Since that time, she's taken her gold medal with her practically everywhere she's been.

"We live this crazy life of living so many different places. So many of us play overseas, then go home, then come out here and train," said Pouler. "So I keep the medal on me [to show] friends and family I haven't seen in a while, or just people in the community who want to see the medal. Everyone feels connected to it when they meet an Olympian, and it's such a cool thing to share with people."

The theft happened on Wednesday, May 25, in Anaheim at the property where Poulter is currently living.

She said when she entered her vehicle, she noticed the center console was open and her gold medal removed, along with a bag containing other items.

"I think my initial reaction was, 'Why didn't I close the garage door?' It's such an unfortunate bummer, because my initial thought is never thinking the worst of what would happen. But things like this do happen, and it's unfortunate. It'll make you learn really quickly."

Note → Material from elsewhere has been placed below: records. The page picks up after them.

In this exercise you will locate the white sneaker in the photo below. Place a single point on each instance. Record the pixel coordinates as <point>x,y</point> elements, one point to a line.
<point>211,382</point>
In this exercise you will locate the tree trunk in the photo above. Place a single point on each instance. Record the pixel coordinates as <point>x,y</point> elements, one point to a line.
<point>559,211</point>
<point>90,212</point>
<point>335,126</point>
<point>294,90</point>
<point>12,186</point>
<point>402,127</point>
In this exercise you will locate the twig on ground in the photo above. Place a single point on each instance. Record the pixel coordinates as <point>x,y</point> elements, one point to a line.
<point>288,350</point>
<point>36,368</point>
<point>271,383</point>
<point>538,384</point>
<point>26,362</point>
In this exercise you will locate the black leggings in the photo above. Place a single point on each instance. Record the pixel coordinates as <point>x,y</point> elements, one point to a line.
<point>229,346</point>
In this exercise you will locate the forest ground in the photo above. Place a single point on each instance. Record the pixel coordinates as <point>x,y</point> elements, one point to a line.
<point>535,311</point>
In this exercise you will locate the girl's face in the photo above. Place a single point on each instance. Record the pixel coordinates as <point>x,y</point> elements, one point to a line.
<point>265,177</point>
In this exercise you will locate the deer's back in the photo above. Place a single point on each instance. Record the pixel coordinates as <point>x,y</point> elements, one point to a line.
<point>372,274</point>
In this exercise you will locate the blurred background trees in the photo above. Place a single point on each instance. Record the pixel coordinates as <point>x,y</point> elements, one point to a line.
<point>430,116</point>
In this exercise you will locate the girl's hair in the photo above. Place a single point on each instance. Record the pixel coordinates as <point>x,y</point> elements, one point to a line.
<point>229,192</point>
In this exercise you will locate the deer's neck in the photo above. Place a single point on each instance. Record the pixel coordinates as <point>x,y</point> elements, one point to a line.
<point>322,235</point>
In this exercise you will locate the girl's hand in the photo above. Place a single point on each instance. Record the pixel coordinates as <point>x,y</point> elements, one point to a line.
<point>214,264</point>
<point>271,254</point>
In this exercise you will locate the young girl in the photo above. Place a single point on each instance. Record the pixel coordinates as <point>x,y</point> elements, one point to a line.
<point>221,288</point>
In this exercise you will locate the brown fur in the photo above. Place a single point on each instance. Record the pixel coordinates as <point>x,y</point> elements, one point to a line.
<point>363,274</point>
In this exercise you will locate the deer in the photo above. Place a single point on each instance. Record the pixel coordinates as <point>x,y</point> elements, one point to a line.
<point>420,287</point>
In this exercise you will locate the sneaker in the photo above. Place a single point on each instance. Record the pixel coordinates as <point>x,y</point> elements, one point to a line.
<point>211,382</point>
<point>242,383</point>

Anaheim police are investigating the case.

They're hopeful that if the thief attempts to sell the medal at a pawn shop or online, anyone who sees it will call detectives.

"To try and sell something like that in a pawn shop, that would be something I would hope a pawn shop would alert authorities immediately," said Anaheim PD Sgt. Jacob Gallacher. "It is such a unique item."

Poulter was asked if she had a message for the person or persons who stole her gold medal.

"One, it's not pure gold. So, if you try to melt it down, it's not going to get you very far," she said. "The inside is made of recycled computer parts, and then plated, and it's not worth much in that sense, and I don't think it has as much sentimental value as it does to me."

Of course, given the tragic events earlier this week where at least 21 people were killed in a shooting at an elementary school in Uvalde, Texas, Poulter said it's easy to keep things in perspective.

"With all the shootings and those kids, something like this seems so insignificant compared to something like that," she said.

Anyone with information is urged to contact the Anaheim Police Department.